This can be seen, for example, in Clara’s confusion of tenses when speaking English.[19] Or, in how Plarr mentions his preference for Latin, as a dead language which has no room for misinterpretation or ambiguity and which he can exert control over.[20] Fortnum and Clara’s distant relationship after Plarr’s death is shown through a lack of dialogue between them; the ending, one of, has language at its heart: ‘At last a sort of communication between them and he tried hard to keep the thin thread intact’[21] While the adjective ‘thin’ adds an uncertain, provisional note, it is one of Greene’s happiest endings; in stark contrast, say, to ‘The News in English’ (1940), which evokes a similar sad romanticism to Brief Encounter (1945).

Fortnum acclaims English as ‘the tongue that Shakespeare spoke’.[22] Greene himself was deeply critical of Shakespeare in ‘The Virtue of Disloyalty’, a lecture he gave, ironically, upon receiving the Shakespeare Prize at the University of Hamburg in June 1969. In this, he uses John of Gaunt’s ‘This happy breed […]’ speech from Richard II as an example of complacency: written in 1597 when Robert Southwell had been disembowelled for ‘so-called treason’.[23] He refers to a composite character of ‘Timon-Caliban’ as the only characters voicing outrage in Shakespeare: ‘You taught me language; and my profit on’t / Is, I know how to curse.’ He argues that Shakespeare would have defected to the side of the ‘disloyal’ if he had lived a few more years, but is ultimately rueful of the path the ‘Bard’ took: ‘Perhaps the greatest tragedy Shakespeare lived was his own: the blind eye exchanged for the coat of arms, the prudent tongue for the friendships at Court and the great house at Stratford.’[24]

Robert Southwell

He develops an elegant argument of the writer being fundamentally a devil’s advocate, seeing the ‘virtues of the Capitalist in a Communist society, of the Communist in a Capitalist state.’[25] Disloyalty, Greene suggests, ‘encourages you to roam through any human mind: it gives the novelist an extra dimension of understanding.’[26] He attacks the simple utilitarianism of being ‘loyal’ to your immediate social surroundings. This can be related to how disapprovingly the abstract noun ‘duty’ figures in this key passage in his short-story, ‘The News in English’ (1940):

Duty, it seemed to Mary Bishop, was a disease you caught with age: you ceased to feel the tug-tug of personal ties; you gave yourself up to the great tides of patriotism and hate.[27]

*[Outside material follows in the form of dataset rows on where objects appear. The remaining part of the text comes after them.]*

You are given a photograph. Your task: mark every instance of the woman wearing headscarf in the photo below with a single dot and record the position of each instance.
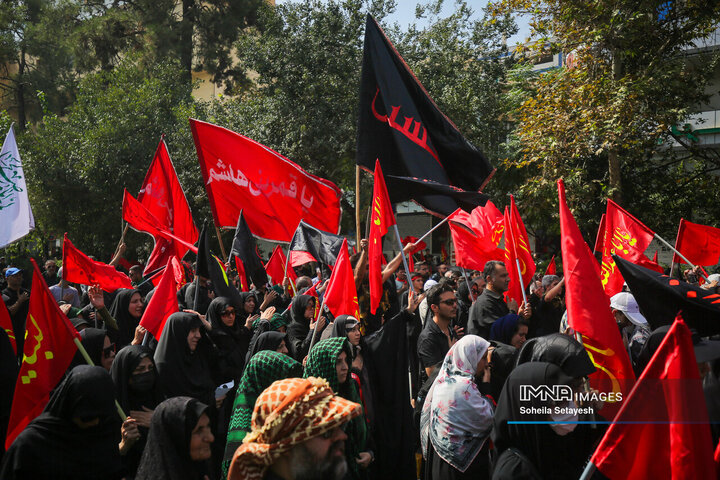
(510, 330)
(98, 346)
(527, 450)
(230, 339)
(76, 436)
(300, 330)
(457, 419)
(127, 310)
(330, 359)
(262, 370)
(178, 446)
(137, 391)
(182, 359)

This ultimately sad, minor tragedy of a short-story associates the RP public-school accent with untrustworthiness: ‘All over England a new voice was noticed; precise and rather lifeless, it was the voice of a typical English don.’[28]

Lord Haw Haw accents telegraph

But then, in typical Greene style, the narrative confounds the obvious expectations of treachery. The story becomes a critique of the ‘People’s War’, with ignorant, unquestioning attitudes to official propaganda being exposed. However, there is also an ambivalence about the necessity for states themselves to ‘keep mum’ about what is really going on in wartime. Greene shows how questionable the British myths of the ‘stiff upper lip’ and ‘keep calm and carry on’ are, while more strongly admiring the ingenuity of a double agent and his sophisticated, very human, coding.

N_Sinyard_3
Neil Sinyard

Greene was formed by Britain, but had no loyalty to it. He followed fellow underdog champion Chaplin to Europe: settling in France in the mid-60s – while Chaplin moved to Switzerland following his decision not to stay and fight the Un-American committee in the USA. Greene assisted Chaplin in writing his autobiography. Greene visited Chaplin during his Swiss exile in the late-1950s and he encouraged the film legend to write his autobiography, eventually published with the support of Greene by Bodley Head in 1964.[29] Sinyard compares the dark, early Cold War visions of Monsieur Verdoux (1947) and The Third Man (1949)[30]; as well as describing Greene and Chaplin in his introduction as ‘two of the most universal and cosmopolitan artists of the twentieth century’, who were curiously both buried in the same region of Switzerland.[31] In a 1984 interview, Martin Amis reported that ‘Greene’s accent is ‘now thoroughly European and the ‘R’s are candidly Gallic’.’[32]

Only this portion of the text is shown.